The insurance industry has been in the regulator’s sights, with measures to ensure fair value in the car and homes sectors rolled out. There were also two major speeches, one on reshaping the regulatory environment and the other on financial inclusion, plus proposals to boost diversity at work.
Enforcement
High-cost lending firm Naylors Finance Limited has gone into administration, with Ed Boyle and Howard Smith of Interpath Ltd appointed administrators. They will update customers as soon as possible.
The British Steel Pension Fund saga rolled on with action taken against two more advisers, this time for providing dishonest pension transfer advice to members of this and other schemes. The FCA described it as “one of the worst cases we’ve seen”.
Rules and consultations
Proposals to boost diversity and inclusion to support healthy work cultures have been set out in consultation papers issued by the FCA and the Prudential Regulation Authority (PRA).
FCA chief executive Nikhil Rathi said that data gathered suggested the best talent was not being attracted, retained or promoted, and PRA chief executive Sam Woods said: “Stronger diversity and inclusiveness should also make firms more competitive by enabling them to attract a wider pool of talent”.

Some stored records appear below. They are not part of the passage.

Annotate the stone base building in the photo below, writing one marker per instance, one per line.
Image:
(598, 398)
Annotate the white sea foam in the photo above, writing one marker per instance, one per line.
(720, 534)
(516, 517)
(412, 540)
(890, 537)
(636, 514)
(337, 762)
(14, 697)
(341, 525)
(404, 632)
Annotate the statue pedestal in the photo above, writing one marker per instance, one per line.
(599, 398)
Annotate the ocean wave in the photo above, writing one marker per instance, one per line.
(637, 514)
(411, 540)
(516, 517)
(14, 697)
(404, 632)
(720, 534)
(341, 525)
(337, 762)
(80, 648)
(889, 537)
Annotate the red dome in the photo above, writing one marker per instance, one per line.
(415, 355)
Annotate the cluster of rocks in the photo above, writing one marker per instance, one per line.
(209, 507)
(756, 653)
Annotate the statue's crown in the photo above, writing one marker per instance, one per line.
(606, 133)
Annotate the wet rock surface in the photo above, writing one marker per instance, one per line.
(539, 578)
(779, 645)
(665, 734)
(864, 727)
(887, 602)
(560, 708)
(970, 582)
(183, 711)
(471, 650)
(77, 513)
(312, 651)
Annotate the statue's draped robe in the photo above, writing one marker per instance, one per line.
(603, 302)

The regulator has acted to ensure insurance firms are required to act in the best interests of leaseholders. From now on, leaseholders must be treated as customers when products are designed, and insurance firms will be banned from recommending an insurance policy based on commission or remuneration levels. Additionally, firms will have to show products provide fair value.

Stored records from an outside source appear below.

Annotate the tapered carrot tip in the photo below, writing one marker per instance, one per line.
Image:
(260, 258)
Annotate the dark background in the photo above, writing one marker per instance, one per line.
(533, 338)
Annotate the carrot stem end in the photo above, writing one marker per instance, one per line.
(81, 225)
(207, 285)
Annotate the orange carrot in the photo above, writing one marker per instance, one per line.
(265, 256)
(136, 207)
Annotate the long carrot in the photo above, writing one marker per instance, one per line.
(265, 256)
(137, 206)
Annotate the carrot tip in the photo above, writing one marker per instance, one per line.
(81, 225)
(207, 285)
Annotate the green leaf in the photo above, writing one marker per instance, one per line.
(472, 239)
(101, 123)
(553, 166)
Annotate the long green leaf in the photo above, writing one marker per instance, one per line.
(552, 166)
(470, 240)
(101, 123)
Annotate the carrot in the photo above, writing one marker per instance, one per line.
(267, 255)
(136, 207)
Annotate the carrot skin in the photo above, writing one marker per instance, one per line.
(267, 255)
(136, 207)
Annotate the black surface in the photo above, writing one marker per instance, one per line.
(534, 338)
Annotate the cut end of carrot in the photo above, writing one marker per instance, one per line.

The winners of the first Global Financial Innovation Network Greenwashing TechSprint have been announced. Participants from 13 firms and 15 international regulators took on two problem statements centred around greenwashing in financial services, and came up with solutions.
The full list of winners and details of the problems set and solutions found are on the FCA website.
Publications
The findings of an initial data exercise on access to bank accounts and account closures have been published, with the regulator emphasising the data was gathered from firms “at speed”. It concluded that “By far the most common reasons providers gave for closing, suspending or declining an account was because it was inactive/dormant or because there were concerns about financial crime.”
The statement set out further work the FCA intends to carry out in order to fill gaps in the data. This will culminate in “A financial inclusion sprint in Q1 2024 focussed on improving consumer access to financial services.”
Insurers have been reminded of their obligations to provide fair value to customers in a letter from the FCA. This comes amid concern over Guaranteed Asset Protection (GAP) products and their value to customers, with FCA data showing just 6% of the amount customers pay in premiums is paid out in claims, while up to 70% of the value of premiums is paid in commission to third parties.
The FCA letter gives firms a three-month ultimatum to prove customers are getting a fair deal, after which the regulator will intervene.
The move is an early indication of how the FCA will be enforcing the requirements of the new Consumer Duty.
Speeches and media
An FCA advert aimed at helping consumers understand the impact of hype on investment decisions is to be screened immediately before screenings of the film Dumb Money, Hollywood’s adaptation of the Gamestop saga. The advert is part of the regulator’s InvestSmart campaign and is the first it has produced tied to a single film.
The role of regulation in encouraging investment in the City was the subject of a speech given by Sarah Pritchard, Executive Director of Markets, and Executive Director of International at a City & Financial event in London.
She emphasised the value of “proportionate regulation” and encouraged greater debate on risk appetite as key elements of ongoing efforts to rest the UK’s approach to financial services.
FCA chief executive Nikhil Rathi called for “an Enlightenment on financial inclusion” in a speech delivered at PwC Glasgow’s Extending Financial Inclusion event. The speech was another instance of the regulator emphasising that genuine solutions needed to come from within the industry and through technology. He told his audience that the FCA was looking for solutions to spread financial inclusion, but that it didn’t have the levers at its disposal to justify making it a statutory requirement.